Return to the apple. Must we? How it once hung, fat and round, from the forbidden tree? Or the Grecian one, that brassy gold, tossed like a bouquet into a wedding party? Or was it a pomegranate, its one seed barely licked as toll to a half-life in the Underworld? This path has been paved over with crackling tar, as thick and sparkling as the night sky. Does it even matter? Apples to apples. Dust to dust.
But one more thing—about apples, that is. As time trudged forward, this fruit transformed into something new, as all things do. For to bob for one in barrels amid the young and unwed was once a way to find a sweetheart. Or for a maiden to sleep with one under her pillow led her to dream of her future honey do. However now, on Halloween, this has become little more than urban legend, a way to find razors in the mouth—tongue cut, teeth bloodied, lips ripped at the seams. Perhaps we should speak of happier things.

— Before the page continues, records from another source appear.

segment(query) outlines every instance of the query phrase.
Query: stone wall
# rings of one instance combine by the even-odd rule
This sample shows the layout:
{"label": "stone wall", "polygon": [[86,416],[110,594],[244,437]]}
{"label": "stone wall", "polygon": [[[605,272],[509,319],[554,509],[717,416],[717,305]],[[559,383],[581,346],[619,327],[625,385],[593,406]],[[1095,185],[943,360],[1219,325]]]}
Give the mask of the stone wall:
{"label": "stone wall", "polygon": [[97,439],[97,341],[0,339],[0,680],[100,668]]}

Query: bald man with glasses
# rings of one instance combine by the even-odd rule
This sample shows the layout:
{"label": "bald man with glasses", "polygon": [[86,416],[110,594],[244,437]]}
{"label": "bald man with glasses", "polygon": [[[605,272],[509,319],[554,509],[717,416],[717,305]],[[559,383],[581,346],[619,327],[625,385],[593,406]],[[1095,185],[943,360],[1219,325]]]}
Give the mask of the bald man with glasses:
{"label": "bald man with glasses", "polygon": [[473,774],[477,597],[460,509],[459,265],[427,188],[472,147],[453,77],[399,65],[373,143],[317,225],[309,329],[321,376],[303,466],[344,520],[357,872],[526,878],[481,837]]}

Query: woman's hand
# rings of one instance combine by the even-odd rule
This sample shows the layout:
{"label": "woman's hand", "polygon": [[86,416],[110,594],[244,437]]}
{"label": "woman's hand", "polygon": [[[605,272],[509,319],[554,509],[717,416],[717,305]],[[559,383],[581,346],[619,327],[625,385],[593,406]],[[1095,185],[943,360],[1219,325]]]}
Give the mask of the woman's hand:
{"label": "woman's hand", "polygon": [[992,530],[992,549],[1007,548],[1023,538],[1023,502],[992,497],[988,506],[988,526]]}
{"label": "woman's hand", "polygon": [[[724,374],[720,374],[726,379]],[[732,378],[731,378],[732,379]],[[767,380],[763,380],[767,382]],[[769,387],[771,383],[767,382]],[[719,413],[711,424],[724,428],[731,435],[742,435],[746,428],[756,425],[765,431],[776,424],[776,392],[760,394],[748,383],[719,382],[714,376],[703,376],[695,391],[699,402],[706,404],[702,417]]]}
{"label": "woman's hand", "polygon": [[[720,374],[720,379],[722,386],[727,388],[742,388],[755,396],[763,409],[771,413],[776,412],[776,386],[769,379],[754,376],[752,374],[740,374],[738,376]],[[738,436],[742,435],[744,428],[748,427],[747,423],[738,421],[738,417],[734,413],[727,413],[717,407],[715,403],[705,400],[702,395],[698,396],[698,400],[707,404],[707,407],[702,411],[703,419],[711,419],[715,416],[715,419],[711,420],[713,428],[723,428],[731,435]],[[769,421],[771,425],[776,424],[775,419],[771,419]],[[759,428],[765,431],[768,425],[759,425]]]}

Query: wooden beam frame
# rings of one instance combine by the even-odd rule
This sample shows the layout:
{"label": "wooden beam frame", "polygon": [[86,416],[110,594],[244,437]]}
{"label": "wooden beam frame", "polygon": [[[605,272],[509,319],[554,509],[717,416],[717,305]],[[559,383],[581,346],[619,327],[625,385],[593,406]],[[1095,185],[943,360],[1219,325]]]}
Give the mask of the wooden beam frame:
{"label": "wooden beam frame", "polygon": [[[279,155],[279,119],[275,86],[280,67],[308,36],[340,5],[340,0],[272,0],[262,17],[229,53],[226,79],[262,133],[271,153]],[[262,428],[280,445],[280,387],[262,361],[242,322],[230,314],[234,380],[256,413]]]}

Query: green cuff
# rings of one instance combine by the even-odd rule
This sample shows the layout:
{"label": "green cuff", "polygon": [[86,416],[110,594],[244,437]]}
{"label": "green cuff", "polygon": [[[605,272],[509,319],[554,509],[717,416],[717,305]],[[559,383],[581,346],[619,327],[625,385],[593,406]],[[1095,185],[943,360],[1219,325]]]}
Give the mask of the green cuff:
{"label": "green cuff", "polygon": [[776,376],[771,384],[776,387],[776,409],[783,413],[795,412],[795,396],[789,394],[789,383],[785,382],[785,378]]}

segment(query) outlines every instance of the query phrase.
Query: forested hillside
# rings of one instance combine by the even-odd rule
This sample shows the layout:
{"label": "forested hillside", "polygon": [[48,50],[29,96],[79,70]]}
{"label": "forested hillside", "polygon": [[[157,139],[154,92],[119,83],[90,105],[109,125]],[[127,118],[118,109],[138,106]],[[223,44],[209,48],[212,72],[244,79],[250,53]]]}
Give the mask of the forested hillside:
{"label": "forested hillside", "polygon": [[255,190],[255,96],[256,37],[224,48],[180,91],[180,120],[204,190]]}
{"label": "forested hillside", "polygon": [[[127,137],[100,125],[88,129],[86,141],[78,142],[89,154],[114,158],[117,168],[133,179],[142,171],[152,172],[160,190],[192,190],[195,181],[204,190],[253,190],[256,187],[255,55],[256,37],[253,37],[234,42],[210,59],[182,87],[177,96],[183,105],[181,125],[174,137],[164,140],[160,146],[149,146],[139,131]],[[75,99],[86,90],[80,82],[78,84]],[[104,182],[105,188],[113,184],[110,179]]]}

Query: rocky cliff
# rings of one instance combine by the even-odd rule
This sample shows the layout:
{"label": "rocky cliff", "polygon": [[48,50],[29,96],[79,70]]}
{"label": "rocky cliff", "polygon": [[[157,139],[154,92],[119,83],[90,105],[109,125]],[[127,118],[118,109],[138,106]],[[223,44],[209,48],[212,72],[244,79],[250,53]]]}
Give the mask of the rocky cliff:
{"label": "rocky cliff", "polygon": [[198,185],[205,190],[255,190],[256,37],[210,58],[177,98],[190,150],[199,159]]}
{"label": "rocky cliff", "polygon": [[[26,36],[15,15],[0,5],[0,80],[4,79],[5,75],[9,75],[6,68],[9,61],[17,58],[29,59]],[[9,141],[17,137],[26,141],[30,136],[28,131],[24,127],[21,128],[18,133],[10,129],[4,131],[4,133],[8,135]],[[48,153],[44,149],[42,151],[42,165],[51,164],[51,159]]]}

Back to the bee. There’s a myth that the queen is the one who holds the power, that she is the one who orchestrates the hive as they venture forth from flower to flower, then flower to hive. This is untrue. This is a lie. This is pure fantasy. Her power is only in her ability to reproduce, to replicate, to make and make, until, exhausted, she collapses to death.
And the apple? Some believe its power is in its very flesh, whether tart, rotted, or sweet, but it really all depends on one thing. Formed from God or goddess, woman or witch, its true power is in its ability to be consumed and to consume, its poisoned wrapper waiting to be chewed, to transform from inside out the entirety of you.